I felt a fool even asking the next question but did anyway. “Where did the DNA of Jesus come from?”
“Das Heiligen Gesicht, natürlich. The Holy Face.”
It came from the so-called Veil of Veronica!
I didn’t ask which one of the existing Veils just yet, but since she was living up the mountain from the monastery where one was kept, I didn’t need to.
“But the Girl, Theotokos. Oh, what a stubborn girl. Wild and unruly. I felt—God and Headquarters, forgive me—I thought they might have made a mistake. But I never said this aloud of course. No, no, no, no…”
She looked to me for confirmation, so I nodded my head. “Of course not, no.”
“When the blessed day came,” she continued, breathing down my neck now as I typed, “the Girl, after much hysterical crying and unnecessary carryings-on, delivered our Lord!
“It was all gloriously planned—until three intruders came during the blackout—and then soon the whole world was hunting us like we were wild beasts or monsters.”
You are.
“What about the plane you were supposed to have escaped in?”
“Oh, no, that was a drone.
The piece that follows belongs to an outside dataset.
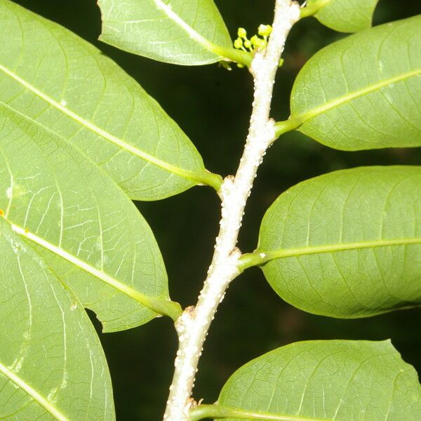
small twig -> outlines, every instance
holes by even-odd
[[[179,337],[175,370],[164,421],[188,421],[192,392],[209,326],[229,283],[240,273],[236,248],[246,202],[267,149],[276,138],[269,119],[273,86],[286,36],[300,18],[298,4],[276,0],[273,30],[267,48],[258,51],[250,67],[254,78],[254,101],[243,156],[234,177],[222,184],[222,217],[215,253],[196,307],[188,307],[175,323]]]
Yusef took the girl to live with him. I was assigned to be her guardian, but he threw me to the curb when she was but seventeen years old.”
Bastard.
I kept writing and trying to look down at the keyboard. But as crazy as Grethe was, she spotted the look of disgust on my face and said, “I have nothing to apologize to the likes of you for—you are merely the worker. The worker!